Senior police officers, busy ensuring Chhath security, were flummoxed after the double murder because crimes are rare in the week after Diwali for sheer pious sentiment.
According to the police, a neighbour of the couple — Shanker Safi (28) and his wife Ruby Devi (26) — said he had gone to fetch water from the victims’ rented accommodation around 2.30pm. The man, Chhotu, found the door of the ground-floor room open and blood coming out from inside. He immediately informed Shanker’s relative Arun Rajak, who lives with his family in the same locality.
Arun told The Telegraph that Shanker, originally from Madhubani district, worked with a private water purifier company.
Shanker got married three years ago and the couple did not have any child. “As far as I know, they had no enmity with anyone,” he said, adding that he informed the Gardanibagh police station and Shanker’s relatives.

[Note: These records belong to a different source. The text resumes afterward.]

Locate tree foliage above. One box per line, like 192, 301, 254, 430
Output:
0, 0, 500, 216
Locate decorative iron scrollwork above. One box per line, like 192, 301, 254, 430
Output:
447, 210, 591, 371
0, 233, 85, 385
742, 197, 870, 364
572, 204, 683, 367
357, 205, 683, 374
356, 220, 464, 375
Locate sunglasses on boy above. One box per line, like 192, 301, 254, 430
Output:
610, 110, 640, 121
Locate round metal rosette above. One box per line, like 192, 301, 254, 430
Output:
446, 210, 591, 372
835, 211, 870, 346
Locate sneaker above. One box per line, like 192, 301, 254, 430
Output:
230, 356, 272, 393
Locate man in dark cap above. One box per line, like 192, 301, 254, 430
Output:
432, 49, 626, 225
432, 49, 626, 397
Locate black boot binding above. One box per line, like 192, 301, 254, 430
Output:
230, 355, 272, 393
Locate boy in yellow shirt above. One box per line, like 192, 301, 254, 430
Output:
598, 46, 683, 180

Neighbours told the police that the couple had been staying at the three-storeyed house of their relative, Devendra Safi, for long. At present, Devendra is observing Chhath in their native village in Madhubani district.
Senior superintendent of police (SSP) Amrit Raj, who visited the spot in the evening, said the reason behind the murder was yet to be ascertained. “We have recovered three cellphones from the room. Forensic experts have gathered evidence,” he said.
The police found valuables scattered on the floor but they think robbery could hardly be a motive to the crime. The SSP said the police were investigating the incident from all possible angles. “We have kept our options open and waiting for the forensic report,” he said.
Another perplexing point for the police was that the neighbours did not hear the sound of gunshots.
“It appears that Shanker was attacked as soon as he opened the main entrance door after someone knocked on it. There was no evidence of any resistance by the couple,” an investigating officer said.
The crime during Chhath has sent shockwaves among residents of the locality. “It is a general perception that criminals hardly operate between Diwali and Chhath. But today’s incident defies our belief,” said Raju, a local resident.
Senior police officers also supported the claim. “The six-day period between Diwali and Chhath is considered religious across the state. Even criminals tend to avoid committing crimes,” said a police officer in the state capital.